Ia juga merupakan tokoh besar sekaligus terbilang sebagai ulama yang diakui berwawasan luas serta pemahaman yang mendalam terlebih pada bidang ilmu kalam. Terbukti dari berbagai nukilan dan catatan yang bercerita tentangnya, bahwa ia kerap kali melakukan diskusi dan berdebat dengan tokoh-tokoh dan ulama-ulama yang lain pada masanya.

Read More

Namun cerita mengenainya tidak selalu bermuatan positif, ada juga berita yang beredar menyebutkan bahwa Hisyam adalah penganut Tajsim. Misalnya adalah pernyataan sebagian ulama yang dinukil oleh Nashir bin Abdullah al-Qaffari dalam kitab Ushul Madzhab al-Syiah al-Imamiyah al-Itsna Asyariyah.

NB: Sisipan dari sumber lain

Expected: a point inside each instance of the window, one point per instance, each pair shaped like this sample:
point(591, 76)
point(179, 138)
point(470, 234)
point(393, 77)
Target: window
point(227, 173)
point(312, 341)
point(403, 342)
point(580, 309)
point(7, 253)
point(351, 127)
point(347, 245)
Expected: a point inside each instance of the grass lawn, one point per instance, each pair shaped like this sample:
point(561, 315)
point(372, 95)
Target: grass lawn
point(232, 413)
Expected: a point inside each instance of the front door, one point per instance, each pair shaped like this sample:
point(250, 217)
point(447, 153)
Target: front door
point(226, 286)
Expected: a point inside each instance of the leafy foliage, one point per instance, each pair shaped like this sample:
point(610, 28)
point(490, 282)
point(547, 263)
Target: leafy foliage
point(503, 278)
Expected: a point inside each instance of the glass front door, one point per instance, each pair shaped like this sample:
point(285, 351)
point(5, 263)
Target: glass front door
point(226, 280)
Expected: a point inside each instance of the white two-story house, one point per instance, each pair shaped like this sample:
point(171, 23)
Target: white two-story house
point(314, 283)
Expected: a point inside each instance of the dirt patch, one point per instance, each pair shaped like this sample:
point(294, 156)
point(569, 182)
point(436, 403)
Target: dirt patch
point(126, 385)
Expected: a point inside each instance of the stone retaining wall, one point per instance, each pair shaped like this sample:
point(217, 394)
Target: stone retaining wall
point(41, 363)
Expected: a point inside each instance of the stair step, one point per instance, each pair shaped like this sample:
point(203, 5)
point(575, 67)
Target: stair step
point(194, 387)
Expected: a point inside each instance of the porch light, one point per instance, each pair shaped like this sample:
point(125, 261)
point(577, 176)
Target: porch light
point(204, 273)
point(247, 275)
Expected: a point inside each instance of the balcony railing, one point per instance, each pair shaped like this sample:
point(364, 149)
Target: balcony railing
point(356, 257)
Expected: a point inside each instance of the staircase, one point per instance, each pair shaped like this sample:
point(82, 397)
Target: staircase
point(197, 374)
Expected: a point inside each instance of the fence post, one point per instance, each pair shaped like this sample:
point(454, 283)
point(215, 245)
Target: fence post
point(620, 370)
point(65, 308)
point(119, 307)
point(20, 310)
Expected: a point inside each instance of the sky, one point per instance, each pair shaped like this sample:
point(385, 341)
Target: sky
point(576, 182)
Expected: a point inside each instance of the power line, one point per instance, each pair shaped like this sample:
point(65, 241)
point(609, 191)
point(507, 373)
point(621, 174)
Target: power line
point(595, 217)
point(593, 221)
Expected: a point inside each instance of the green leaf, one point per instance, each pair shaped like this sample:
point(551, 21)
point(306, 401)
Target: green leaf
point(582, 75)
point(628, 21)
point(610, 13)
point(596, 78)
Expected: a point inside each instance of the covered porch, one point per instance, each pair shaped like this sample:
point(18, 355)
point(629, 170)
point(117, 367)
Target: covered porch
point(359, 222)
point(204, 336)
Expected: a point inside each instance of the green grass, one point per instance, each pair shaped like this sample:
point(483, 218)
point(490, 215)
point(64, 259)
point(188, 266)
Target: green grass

Ibnu Taimiyah (661-728 H) berkata: “Orang pertama yang dikenal di dalam Islam yang mana ia berkata bahwa sesungguhnya Allah Swt itu adalah Jism (memiliki badan atau tubuh) adalah Hisyam bin al-Hakam.”

Abdul Qahir al-Baghdadi (961-1037 H) berkata: “Hisyam bin al-Hakam beranggapan bahwa sesembahannya (yakni Allah swt) adalah Jism yang memiliki batasan dan akhir dan bahwasannya Ia panjang, lebar serta dalam juga panjang-Nya seperti lebar-Nya…”

Ibnu Hazm (384-456) berkata: “Hisyam berkata bahwa tuhannya tujuh jengkal dengan jengkal diri-Nya.”[1]

Di sisi yang lain terdapat beberapa riwayat yang tercatat dalam kitab hadis yang menjadi salah satu rujukan utama madzhab Syiah yakni al-Kafi karya Syekh al-Kulaini, yang mengabarkan pernyataan Hisyam bahwasannya Allah Swt itu adalah Jism (memiliki badan atau tubuh). Seperti yang dapat dilihat pada tulisan ini.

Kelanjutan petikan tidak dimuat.